Le ministère de l’Intérieur a annoncé, vendredi soir, l’arrestation des personnes impliquées dans une vidéo largement diffusée ces derniers jours sur les réseaux sociaux, montrant l’agression d’une ressortissante d’Afrique subsaharienne en Tunisie. Selon le département, les faits remonteraient à environ cinq ans et les images auraient été relayées depuis deux continents différents.

Le ministère indique que les services de sécurité ont ouvert des investigations dès l’apparition des images, bien qu’aucune plainte n’ait été déposée. Les enquêtes ont permis d’identifier les personnes impliquées et de procéder à leur interpellation.

Une vidéo au cœur d’une vive émotion

La séquence, devenue virale jeudi, a suscité une vive indignation sur les réseaux sociaux. Sa nature exacte n’a pas été détaillée par le ministère de l’Intérieur, mais plusieurs récits concordants évoquent une agression sexuelle visant une femme originaire d’Afrique subsaharienne.

Le communiqué publié vendredi soir ne précise toutefois ni la qualification des faits ni les circonstances exactes de l’agression présumée.

Une vidéo ancienne, une diffusion suspecte

Selon le ministère, les recherches ont établi que les événements filmés ne sont pas récents et remonteraient à environ cinq ans.

Le communiqué précise également que les images ont été diffusées à partir de deux continents différents avant de connaître une large circulation ces derniers jours. Les investigations se poursuivent afin de déterminer les circonstances de cette remise en circulation plusieurs années après les faits.

L’Intérieur évoque des tentatives de « déformation » et d’« instrumentalisation »

Dans son communiqué, le ministère estime que la diffusion de la vidéo s’est accompagnée de « tentatives de déformation et d’instrumentalisation ». Tout en affirmant sa volonté de faire respecter la loi à l’encontre des auteurs d’infractions, il réaffirme l’engagement de l’État à garantir les droits et la dignité de toute personne présente sur le territoire tunisien.

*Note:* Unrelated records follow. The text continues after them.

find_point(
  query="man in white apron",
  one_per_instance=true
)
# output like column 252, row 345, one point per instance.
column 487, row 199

Le département rappelle également son attachement à une approche qualifiée d’humanitaire dans la gestion de la migration irrégulière, ainsi que sa volonté de poursuivre les programmes de retour volontaire vers les pays d’origine.

Un schéma récurrent : vidéo virale, enquête, arrestation

Ce n’est pas la première fois que la diffusion d’une vidéo impliquant des ressortissants d’Afrique subsaharienne déclenche une vive émotion et une réaction des autorités. En septembre 2020, une vidéo tournée à Sousse montrant un citoyen s’en prendre à deux ressortissants subsahariens avait déjà conduit à l’ouverture d’une enquête.

Dans un contexte où l’authenticité de nombreuses vidéos circulant sur la question migratoire reste invérifiable, l’affaire illustre les limites d’une information façonnée par les réseaux sociaux — qui précède, et parfois devance, l’enquête judiciaire.